7.Gün : Constantine - Oran
Sabah otelde alacağımız kahvaltı sonrası havalimanına transfer olacağız. Cezayir Havayolları’nın Alger aktarmalı uçağı ile saat 13:15 de Oran şehrine varıyoruz. Akdeniz kıyısındaki bu şehir, birçok etnik grubu, faklı dini ve kültürü bir arada barındırmaktadır. Şehir, İspanyol ve Fransız işgali altında kalmış ve bu durum mimarisine de yansımıştır. Cezayirlilerin, Fransızlara karşı çok zorlu şartlar altında ve ağır bedel ödeyerek verdiği bağımsızlık mücadelesinin etkisi ile başkaldırının sesi olarak ortaya çıkan Rai Müziğin doğduğu yerdir Oran. Gezimiz sırasında İspanyollar tarafından inşa edilen ve 16. yüzyıla tarihlenen Santa Cruz Kalesi ve Kilisesi'ni ziyaret ediyoruz. Bu yer hakim bir tepe üzerinde bulunduğu için şehre ve denize muhteşem bir manzara sunmaktadır. Kuzey Afrika’nın en büyük sinagogu olan Oran Sinagogu’nu, Ahmed Zabana Ulusal Müzesi’ni (Ahmet Zabana Ulusal Müzesi Arkeolog Louis Demaeght in çalışmaları ( 1800 lü yıllar) da açılmıştır. Kendisi Cezayir in bağımsızlık mücadelesinde görev yapmış ulusal kahramanlarındandır ve Fransızlar tarafından giyotin ile idam edilmiştir. ) ve Bey’in Sarayı’nı görüyoruz. Osmanlı döneminde, 1792 yılında yaptırılan “Bey Sarayı” nın İçinde; divan, harem ve özel hanımların kaldığı bölüm bulunmaktadır. Fransa’nın işgalinden sonra burası komuta merkezi ve genel valinin ikametgahı olarak düzenlenmiş. İçerideki yapılar incelendiğinde hem Osmanlı hem de Fransız dönemine ait izlere rastlayabilirsiniz. Tavandaki orijinal Osmanlı süslemeleri ile Fransız dönemi kolonlar dikkat çekmektedir. Ulusal miras olarak kabul edilen Bey Sarayının bahçe bölümü tamamen Fransız dönemine aittir. Gezilerimizin ardından otelimize gidiyor ve yerleşiyoruz. Serbest zaman. Akşam yemeğimizi alıyoruz. Geceleme otelimizde.

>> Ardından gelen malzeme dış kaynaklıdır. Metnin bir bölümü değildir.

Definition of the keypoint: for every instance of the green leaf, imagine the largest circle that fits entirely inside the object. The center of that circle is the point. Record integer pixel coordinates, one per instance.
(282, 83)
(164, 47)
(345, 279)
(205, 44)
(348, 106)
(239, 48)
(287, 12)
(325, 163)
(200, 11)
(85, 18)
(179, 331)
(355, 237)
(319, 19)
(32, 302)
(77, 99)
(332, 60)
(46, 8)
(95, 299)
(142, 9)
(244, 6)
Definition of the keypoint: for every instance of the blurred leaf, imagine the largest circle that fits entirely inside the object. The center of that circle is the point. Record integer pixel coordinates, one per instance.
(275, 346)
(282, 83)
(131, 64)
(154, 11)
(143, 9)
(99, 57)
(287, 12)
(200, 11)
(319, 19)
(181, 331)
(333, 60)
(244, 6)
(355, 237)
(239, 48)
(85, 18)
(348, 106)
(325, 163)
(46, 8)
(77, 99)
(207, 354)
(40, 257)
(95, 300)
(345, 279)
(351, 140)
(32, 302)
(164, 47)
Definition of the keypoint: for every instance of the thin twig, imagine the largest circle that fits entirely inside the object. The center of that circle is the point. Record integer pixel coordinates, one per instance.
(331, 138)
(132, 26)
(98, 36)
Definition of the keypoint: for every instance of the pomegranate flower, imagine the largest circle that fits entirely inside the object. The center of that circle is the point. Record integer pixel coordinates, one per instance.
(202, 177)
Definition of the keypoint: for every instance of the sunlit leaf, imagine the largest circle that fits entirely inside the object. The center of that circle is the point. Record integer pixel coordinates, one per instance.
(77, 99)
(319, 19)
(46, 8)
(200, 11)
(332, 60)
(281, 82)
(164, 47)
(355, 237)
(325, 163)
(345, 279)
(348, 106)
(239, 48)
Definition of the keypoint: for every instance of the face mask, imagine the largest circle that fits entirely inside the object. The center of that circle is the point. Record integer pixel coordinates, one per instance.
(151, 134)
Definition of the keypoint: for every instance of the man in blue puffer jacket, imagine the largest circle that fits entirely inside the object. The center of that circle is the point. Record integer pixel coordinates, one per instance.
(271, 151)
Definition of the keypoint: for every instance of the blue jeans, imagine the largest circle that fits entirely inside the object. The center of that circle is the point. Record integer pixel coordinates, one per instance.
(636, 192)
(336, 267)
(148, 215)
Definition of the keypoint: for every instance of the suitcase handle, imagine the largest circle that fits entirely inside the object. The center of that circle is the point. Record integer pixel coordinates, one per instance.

Not: Uçuş ve zaman darlığı nedeni ile bugün öğle yemeği dâhil değildir.
8.Gün : Oran - Tlemcen (320 km.)
Kahvaltının ardından otelimizden ayrılıyoruz. Yaklaşık 2.5 saat sonra Ain Fezza'ya varıyoruz. Ain Fezza’ya varıyoruz. Burada, yaklaşık 57 metre derinliğe ulaşan, 700 metre uzunluğunda ve 65 bin yıl önce oluşmuş mağarayı ziyaret ediyoruz. Burası dünyadaki en büyük ikinci mağaradır. Mağaradaki birçok sarkık ve dikitler görülebilir. Mağaradaki hava sıcaklığı yıl boyunca 13 derecede civarındadır. Mağara ziyareti sonrasında öğle yemeğimizi yerel restoranda alıyoruz. Sonrasında 10 dakika mesafede bulunan El Ourit Şelalesi’ni görüyoruz. Burada şelalenin hemen yakınlarında, Eyfel Kulesi’ni de inşa eden Gustav Eyfel tarafından yapılmış köprüyü görüyoruz. Ziyaretimiz sonrasında Tiemcen’e ulaşıyoruz. Burada gerçekleştireceğimiz gezide, Sidi Boumediene Camii’ni ziyaret ediyoruz. Burası, Sufiler için bir haç noktası gibi ziyaret edilen camiymiş. Yaklaşık 900 yıl önce inşa edilen Tiemcen Büyük Camii ile 1335 yapımı İspanyol duvarlı El Mansourah Camii ziyareti ile gezimizi tamamlıyor ve şehri kuşbakışı görmek üzere Lalla Setti Tepesi’ne gidiyoruz. Gezilerimiz sonrası otelimize giriş yapıyor ve kısa dinlenme sonrası akşam yemeğimizi alıyoruz. Geceleme
9.Gün : Oran - İstanbul - İzmir
Kahvaltının ardından panoramik yürüyüş turumuz sırasında, şehrin kalbi olarak bilinen 1 Kasım Meydanı, ( Place du 1er November ) ve ortasındaki anıt ve etrafındaki güzel binalar ile her daim canlı olan şehrin ana meydanını göreceğiz. Anıtın tepesindeki heykel Zafer tanrıçası Nike ye aittir. Anıtın sütunlarının üzerindeki resimler ise ulusal kahraman Abdülkadir El-Cezairi ye aittir. Havalimanına transfer. İstanbul'a dönüş için saat 13:30'da TK 494 sefer sayılı uçak ile İstanbul’a hareket. TK 2344 sefer sayılı uçak ile saat 22:00 de İzmir'e hareket saat 23:10 da İzmir'e varış ve turumuzun sonu.